This type of singular oil filter, an arrangement basically all passenger car engines use, is called a ‘full-flow filter,’ Your Mechanic explains. That’s because it filters the engine’s full oil flow. Some engines also have secondary filters to back up the full-flow ones, but they’re not the focus of this guide.

Full-flow oil filters fall into two broad categories: spin-on and cartridge. Spin-on filters have been the dominant type for decades, but cartridge filters are making a comeback for reasons we’ll explain shortly. And while the two are similar in several ways, they’re not identical.

The anatomy of a spin-on car oil filter

Let’s start with the more-common spin-on oil filter, which is usually housed in a steel canister.

At the bottom of the canister is the baseplate/tapping plate, which is where the oil enters/exits the filter, The Drive explains. This is also where the leak-preventing sealing gasket, which is usually a rubber O-ring, sits. Immediately behind the baseplate is the anti-drain back valve. This keeps dirty oil from flowing back into the engine and clean oil from getting sucked back into the filter.

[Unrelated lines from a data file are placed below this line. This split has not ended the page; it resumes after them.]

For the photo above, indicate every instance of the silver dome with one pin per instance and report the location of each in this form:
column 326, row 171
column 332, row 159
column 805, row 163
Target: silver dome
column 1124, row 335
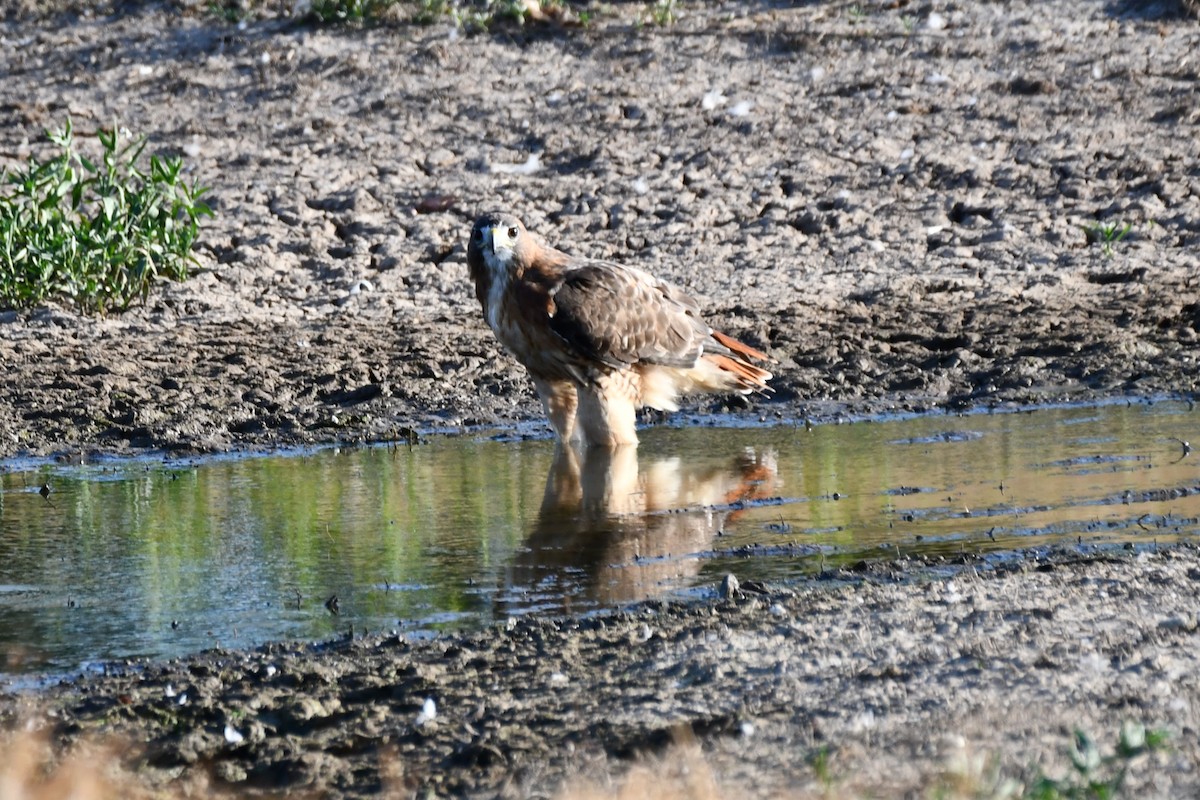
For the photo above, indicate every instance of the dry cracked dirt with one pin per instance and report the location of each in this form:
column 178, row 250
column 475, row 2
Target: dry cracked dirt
column 905, row 204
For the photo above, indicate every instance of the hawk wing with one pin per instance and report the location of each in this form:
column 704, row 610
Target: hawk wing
column 621, row 316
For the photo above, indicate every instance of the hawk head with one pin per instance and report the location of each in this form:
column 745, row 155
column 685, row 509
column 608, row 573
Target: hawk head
column 498, row 244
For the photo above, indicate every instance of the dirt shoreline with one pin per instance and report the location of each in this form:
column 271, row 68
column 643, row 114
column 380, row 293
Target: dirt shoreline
column 889, row 204
column 929, row 683
column 893, row 203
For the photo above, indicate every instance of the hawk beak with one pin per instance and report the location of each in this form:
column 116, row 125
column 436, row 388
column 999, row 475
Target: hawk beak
column 497, row 245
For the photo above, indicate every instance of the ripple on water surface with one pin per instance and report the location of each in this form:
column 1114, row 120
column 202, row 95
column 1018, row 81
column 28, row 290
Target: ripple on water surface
column 157, row 559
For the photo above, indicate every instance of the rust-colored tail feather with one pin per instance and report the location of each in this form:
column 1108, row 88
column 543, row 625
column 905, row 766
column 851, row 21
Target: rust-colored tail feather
column 744, row 350
column 749, row 377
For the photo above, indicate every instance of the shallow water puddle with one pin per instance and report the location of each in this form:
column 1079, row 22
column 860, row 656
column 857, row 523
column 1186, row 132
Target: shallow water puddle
column 159, row 559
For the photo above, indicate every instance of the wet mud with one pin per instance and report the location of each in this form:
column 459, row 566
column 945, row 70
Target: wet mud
column 905, row 208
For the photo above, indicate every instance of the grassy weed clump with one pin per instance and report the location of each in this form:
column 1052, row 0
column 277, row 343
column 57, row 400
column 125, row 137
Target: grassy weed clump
column 1107, row 234
column 95, row 233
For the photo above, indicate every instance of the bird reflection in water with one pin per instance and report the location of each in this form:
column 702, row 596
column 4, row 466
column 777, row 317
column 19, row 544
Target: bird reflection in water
column 613, row 530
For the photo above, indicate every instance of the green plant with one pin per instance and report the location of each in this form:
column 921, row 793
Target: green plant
column 1096, row 776
column 341, row 11
column 96, row 233
column 1107, row 234
column 663, row 13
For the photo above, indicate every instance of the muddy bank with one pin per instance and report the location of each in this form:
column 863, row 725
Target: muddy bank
column 894, row 678
column 903, row 206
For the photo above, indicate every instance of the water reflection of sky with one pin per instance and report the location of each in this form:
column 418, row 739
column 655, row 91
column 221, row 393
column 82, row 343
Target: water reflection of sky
column 157, row 559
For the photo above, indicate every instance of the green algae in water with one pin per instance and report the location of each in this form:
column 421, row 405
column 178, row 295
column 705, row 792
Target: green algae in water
column 131, row 559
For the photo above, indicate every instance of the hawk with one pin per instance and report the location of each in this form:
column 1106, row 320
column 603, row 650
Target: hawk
column 599, row 340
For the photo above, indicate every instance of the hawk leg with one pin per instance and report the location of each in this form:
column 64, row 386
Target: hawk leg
column 607, row 413
column 559, row 400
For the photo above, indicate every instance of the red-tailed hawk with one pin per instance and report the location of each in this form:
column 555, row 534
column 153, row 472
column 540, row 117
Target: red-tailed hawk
column 599, row 340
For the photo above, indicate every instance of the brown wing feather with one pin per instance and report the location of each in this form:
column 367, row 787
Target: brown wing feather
column 619, row 316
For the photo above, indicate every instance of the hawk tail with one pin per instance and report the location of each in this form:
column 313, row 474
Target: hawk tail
column 747, row 377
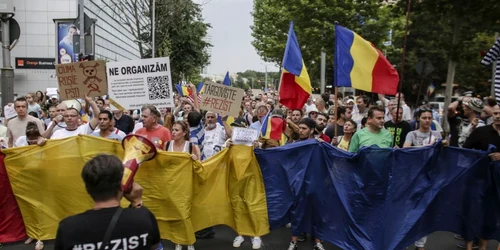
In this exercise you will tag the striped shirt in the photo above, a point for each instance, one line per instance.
(197, 135)
(492, 56)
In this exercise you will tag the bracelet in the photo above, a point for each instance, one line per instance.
(136, 206)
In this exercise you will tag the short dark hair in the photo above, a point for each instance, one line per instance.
(341, 111)
(300, 110)
(371, 111)
(102, 176)
(100, 99)
(154, 111)
(108, 113)
(194, 118)
(366, 99)
(310, 123)
(21, 99)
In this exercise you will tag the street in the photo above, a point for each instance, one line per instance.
(276, 240)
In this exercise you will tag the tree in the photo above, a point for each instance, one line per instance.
(314, 22)
(430, 37)
(180, 33)
(133, 14)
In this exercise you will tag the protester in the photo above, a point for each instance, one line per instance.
(72, 119)
(373, 134)
(106, 127)
(343, 141)
(32, 137)
(307, 127)
(134, 227)
(17, 126)
(481, 139)
(397, 126)
(156, 133)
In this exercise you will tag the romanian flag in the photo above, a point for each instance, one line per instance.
(227, 80)
(183, 90)
(272, 128)
(359, 65)
(295, 86)
(201, 88)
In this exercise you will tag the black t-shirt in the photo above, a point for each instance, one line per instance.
(136, 229)
(403, 129)
(125, 124)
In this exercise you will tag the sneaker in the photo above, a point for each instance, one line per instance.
(318, 246)
(39, 245)
(206, 233)
(293, 246)
(256, 243)
(160, 246)
(237, 241)
(302, 237)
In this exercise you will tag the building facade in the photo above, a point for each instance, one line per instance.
(115, 40)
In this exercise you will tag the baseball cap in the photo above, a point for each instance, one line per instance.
(239, 122)
(475, 104)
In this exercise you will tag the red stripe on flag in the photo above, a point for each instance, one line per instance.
(11, 221)
(276, 128)
(385, 78)
(291, 94)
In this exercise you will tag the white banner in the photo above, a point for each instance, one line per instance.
(133, 84)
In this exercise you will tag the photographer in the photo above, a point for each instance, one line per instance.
(107, 224)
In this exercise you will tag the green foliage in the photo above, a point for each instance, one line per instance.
(180, 30)
(314, 22)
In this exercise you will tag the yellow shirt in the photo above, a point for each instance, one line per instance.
(343, 144)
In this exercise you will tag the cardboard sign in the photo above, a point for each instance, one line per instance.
(244, 136)
(77, 79)
(9, 112)
(133, 84)
(222, 99)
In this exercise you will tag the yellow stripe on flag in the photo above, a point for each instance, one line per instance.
(364, 57)
(184, 195)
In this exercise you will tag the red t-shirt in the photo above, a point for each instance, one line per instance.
(159, 136)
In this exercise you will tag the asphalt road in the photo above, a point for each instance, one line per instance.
(276, 240)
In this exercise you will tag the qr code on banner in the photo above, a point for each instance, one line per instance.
(158, 87)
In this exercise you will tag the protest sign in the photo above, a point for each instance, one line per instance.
(222, 99)
(9, 112)
(244, 136)
(82, 78)
(133, 84)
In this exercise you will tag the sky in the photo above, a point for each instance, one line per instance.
(231, 37)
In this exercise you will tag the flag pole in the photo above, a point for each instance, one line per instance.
(402, 72)
(335, 109)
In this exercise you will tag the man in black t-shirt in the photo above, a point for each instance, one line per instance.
(398, 128)
(136, 227)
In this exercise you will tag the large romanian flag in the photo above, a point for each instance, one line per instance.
(358, 64)
(295, 86)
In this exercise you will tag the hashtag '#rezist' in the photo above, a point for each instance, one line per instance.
(206, 102)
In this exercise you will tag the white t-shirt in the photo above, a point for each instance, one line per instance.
(214, 140)
(84, 129)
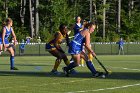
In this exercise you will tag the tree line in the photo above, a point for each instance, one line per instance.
(34, 18)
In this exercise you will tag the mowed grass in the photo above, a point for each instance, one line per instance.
(34, 76)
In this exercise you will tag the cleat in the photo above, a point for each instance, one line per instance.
(55, 72)
(13, 68)
(66, 71)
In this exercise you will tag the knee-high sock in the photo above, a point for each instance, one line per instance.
(91, 67)
(71, 66)
(57, 63)
(12, 61)
(90, 56)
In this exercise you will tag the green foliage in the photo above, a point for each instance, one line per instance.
(54, 12)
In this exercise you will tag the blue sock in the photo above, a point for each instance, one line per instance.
(91, 67)
(71, 66)
(12, 61)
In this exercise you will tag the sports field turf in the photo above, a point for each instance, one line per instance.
(33, 76)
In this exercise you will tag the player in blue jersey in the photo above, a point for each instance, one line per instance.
(6, 32)
(76, 47)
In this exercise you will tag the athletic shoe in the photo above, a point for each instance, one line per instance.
(1, 52)
(13, 68)
(66, 72)
(97, 74)
(72, 71)
(55, 72)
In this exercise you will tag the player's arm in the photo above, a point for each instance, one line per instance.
(87, 43)
(57, 36)
(14, 36)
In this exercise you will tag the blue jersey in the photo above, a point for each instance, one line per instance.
(77, 28)
(76, 45)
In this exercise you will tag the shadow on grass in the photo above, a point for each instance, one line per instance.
(37, 64)
(114, 75)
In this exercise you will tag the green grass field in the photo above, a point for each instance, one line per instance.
(33, 76)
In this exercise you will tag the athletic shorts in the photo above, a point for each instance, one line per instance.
(49, 47)
(5, 40)
(75, 48)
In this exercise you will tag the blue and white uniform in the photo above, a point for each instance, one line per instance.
(77, 28)
(7, 34)
(76, 45)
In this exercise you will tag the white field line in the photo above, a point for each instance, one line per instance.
(125, 68)
(46, 84)
(104, 89)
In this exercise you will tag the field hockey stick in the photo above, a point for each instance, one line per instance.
(106, 72)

Speaking of dirty oil, it flows into the filter’s sides through the holes in the baseplate. That’s when it encounters the filter’s critical component, the filter media. This is what actually filters the oil, and it’s usually pleated to increase its surface area and therefore its efficiency. Once the oil is filtered, it flows into the center tube, typically made of steel, and back into the engine.

To keep dirty oil from accidentally getting into the tube, some companies install end discs or close the ends with sealant. And to make sure everything fits together tightly, and thus works properly, there’s a coil or leaf retainer spring at the end of the canister.

In addition, cold oil doesn’t flow well, especially at startup, which also means it doesn’t filter easily. So, to prevent pressure-related filter damage and potential oil starvation, these filters have spring-loaded relief/bypass valves that temporarily let unfiltered oil pass through the center tube. These valves also open if the filter media is completely clogged, The Drive notes, or if the filter is the wrong size. Hence why you should change the filter with every oil change and make sure you have the right one.

Cartridge vs. spin-on filters

An STP cartridge oil filter next to a ProSelect spin-on oil filter
An STP cartridge oil filter (left) next to a ProSelect spin-on oil filter | Matthew Skwarczek, MotorBiscuit

At first glance, cartridge oil filters look like bare pleated media. That’s because all the metal components and valves are found either in the base of the housing or in the filter’s cap. It’s almost like a deconstructed spin-on filter in that regard.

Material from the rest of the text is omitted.